A related problem was that Deku provides assertion attributes to allow user-defined safety properties during parsing. There is also an assertion error type, returned when assertion attributes fail. The assertion error's descriptive string embeds the failing expression. Careful programming for embedded targets can yield many unique assertion error strings, which significantly increases the final binary size, which we want to avoid in embedded systems.

Andrew fixed both these related problems by adding a new feature, descriptive-errors.

This depends on alloc, and divides the library API in two: When descriptive-errors is enabled, the original copy-on-write dynamic type is retained, but when disabled we fall back to the static string type, removing the need for the heap. Further, by removing string formatting, the descriptive strings for user-defined assertion attributes are no-longer unique; they are coalesced, and we retain the small binary size property for embedded systems.

A further problem was that Deku allows a user-specified number of bits or bytes for fields and padding. To handle padding, Deku's implementation chose to dynamically allocate memory of the requested size, which it used to either discarded data into, or write zeros from, for the purpose of alignment.

Maintaining the ability to accept user-specified sizes without the heap tips the scales on the memory-vs-processing trade-off: Deku's implementation now uses a fixed-sized array on the stack, and loops over this until the specified padding size is reached.

Of course, no contribution to a project is complete until all the tests pass, and to achieve that Andrew edited the library, integration, and documentation tests to make sure they ran (and passed) with and without the alloc feature flag.

How to configure Deku for use in embedded systems🔗

If you're working in embedded systems and you're keen to use Deku in your work, there are a few tweaks to make to your Cargo features list.
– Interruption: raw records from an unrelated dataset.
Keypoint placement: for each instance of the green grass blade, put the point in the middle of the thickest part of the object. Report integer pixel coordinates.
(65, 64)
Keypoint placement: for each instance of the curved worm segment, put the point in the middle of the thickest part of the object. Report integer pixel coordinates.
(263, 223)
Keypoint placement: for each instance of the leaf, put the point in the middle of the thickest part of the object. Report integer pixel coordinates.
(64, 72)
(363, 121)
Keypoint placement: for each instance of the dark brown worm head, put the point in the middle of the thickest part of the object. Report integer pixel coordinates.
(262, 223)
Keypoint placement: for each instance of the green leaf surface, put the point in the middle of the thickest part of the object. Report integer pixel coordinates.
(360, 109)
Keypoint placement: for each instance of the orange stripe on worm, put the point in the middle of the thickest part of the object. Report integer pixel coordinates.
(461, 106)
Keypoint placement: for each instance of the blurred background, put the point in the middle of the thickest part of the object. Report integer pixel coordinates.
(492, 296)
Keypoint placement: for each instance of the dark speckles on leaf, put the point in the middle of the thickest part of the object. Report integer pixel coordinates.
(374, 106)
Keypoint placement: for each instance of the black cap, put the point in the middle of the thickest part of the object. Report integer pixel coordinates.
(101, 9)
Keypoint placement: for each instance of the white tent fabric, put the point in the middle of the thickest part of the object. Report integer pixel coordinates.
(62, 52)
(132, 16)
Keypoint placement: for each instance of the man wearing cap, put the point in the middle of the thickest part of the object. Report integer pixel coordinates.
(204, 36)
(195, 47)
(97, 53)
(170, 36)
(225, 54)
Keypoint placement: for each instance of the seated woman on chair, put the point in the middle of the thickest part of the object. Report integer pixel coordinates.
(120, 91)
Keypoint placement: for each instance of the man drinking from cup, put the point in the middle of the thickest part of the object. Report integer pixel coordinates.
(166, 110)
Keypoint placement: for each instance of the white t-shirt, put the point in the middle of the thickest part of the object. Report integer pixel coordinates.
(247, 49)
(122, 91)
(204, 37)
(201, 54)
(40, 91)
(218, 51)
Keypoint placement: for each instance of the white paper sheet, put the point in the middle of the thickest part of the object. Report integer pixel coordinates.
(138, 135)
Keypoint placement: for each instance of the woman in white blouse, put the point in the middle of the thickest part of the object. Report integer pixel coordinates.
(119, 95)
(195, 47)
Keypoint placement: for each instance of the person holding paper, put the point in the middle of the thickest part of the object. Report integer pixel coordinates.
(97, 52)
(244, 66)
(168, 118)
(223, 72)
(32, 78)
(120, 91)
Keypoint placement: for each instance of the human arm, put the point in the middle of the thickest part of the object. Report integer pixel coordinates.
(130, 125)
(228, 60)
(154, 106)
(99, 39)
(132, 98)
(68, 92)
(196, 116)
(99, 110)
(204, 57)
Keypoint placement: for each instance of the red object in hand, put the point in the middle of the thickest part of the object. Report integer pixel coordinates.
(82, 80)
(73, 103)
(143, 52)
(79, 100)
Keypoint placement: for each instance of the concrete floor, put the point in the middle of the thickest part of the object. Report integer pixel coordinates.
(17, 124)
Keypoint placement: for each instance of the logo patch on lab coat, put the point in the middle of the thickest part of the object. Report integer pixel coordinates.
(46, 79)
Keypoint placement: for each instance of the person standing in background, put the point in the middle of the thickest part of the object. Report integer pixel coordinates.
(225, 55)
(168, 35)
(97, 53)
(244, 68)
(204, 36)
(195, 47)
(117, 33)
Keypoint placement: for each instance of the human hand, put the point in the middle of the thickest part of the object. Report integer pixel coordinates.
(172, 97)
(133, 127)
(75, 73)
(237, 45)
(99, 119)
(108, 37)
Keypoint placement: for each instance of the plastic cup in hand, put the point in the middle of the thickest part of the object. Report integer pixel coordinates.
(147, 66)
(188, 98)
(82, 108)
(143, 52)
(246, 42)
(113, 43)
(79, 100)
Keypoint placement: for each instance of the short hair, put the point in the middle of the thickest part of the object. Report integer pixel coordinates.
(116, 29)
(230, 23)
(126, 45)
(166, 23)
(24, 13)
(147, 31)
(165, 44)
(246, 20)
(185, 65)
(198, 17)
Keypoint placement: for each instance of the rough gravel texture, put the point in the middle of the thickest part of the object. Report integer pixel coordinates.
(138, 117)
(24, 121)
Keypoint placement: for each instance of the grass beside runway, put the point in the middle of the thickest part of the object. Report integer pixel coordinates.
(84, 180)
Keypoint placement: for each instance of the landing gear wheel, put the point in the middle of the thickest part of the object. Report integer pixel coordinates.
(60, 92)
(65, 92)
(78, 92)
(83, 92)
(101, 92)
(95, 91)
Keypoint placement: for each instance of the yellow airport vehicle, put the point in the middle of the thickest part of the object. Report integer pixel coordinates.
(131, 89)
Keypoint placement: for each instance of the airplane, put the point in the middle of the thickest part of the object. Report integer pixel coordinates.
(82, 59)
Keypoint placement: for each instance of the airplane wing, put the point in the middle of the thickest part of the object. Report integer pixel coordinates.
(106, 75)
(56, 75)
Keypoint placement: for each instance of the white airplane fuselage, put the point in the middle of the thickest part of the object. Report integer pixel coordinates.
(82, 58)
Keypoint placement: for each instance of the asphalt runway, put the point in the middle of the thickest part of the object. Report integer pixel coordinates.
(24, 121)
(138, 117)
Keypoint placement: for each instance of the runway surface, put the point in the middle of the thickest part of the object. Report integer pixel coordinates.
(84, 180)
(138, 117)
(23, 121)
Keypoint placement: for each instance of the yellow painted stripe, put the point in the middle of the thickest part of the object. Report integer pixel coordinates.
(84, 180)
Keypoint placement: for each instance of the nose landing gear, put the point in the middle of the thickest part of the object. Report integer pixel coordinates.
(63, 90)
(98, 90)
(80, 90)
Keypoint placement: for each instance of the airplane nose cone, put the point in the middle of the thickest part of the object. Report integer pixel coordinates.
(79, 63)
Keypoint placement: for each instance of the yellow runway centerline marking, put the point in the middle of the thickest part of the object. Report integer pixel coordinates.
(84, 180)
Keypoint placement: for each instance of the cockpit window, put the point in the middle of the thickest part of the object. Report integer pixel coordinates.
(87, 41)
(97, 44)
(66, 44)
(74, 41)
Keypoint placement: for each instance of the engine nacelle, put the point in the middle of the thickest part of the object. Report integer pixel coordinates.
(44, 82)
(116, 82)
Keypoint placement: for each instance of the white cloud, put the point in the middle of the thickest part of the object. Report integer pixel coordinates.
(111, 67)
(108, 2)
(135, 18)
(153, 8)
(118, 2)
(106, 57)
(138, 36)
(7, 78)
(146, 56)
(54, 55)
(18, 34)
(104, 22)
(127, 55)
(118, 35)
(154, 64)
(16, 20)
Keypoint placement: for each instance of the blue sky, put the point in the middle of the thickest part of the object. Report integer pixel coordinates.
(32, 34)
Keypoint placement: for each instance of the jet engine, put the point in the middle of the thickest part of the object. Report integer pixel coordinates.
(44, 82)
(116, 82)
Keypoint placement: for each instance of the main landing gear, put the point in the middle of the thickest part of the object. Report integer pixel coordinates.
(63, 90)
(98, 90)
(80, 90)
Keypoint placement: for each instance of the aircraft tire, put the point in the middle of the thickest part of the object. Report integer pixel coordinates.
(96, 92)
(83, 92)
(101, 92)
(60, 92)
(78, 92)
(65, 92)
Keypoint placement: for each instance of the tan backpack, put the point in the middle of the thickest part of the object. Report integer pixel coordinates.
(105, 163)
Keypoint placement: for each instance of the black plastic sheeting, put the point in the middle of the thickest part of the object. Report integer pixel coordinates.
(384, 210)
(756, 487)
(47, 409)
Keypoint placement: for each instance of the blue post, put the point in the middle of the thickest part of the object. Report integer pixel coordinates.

To add Deku as a dependency, run the following command from your project directory:

$ cargo add deku --no-default-features

Then check the Cargo.toml file. It should include:

[dependencies]
deku = { version = "0.20", default-features = false }

The default-features attribute is set to false because this includes the alloc feature, and other features that depend on it. alloc is a feature added in this release, which lets users specify whether they will use runtime memory allocation in their build.

You can specify another version if you choose, but note that you need version 0.20 or later to work in environments that lack a heap.

Future changes🔗

Right now the implementation of Deku without runtime memory allocation only works at the byte level, the bits feature is still dependent on the alloc feature.

However, watch this space, as we have work in progress to remove that dependency too.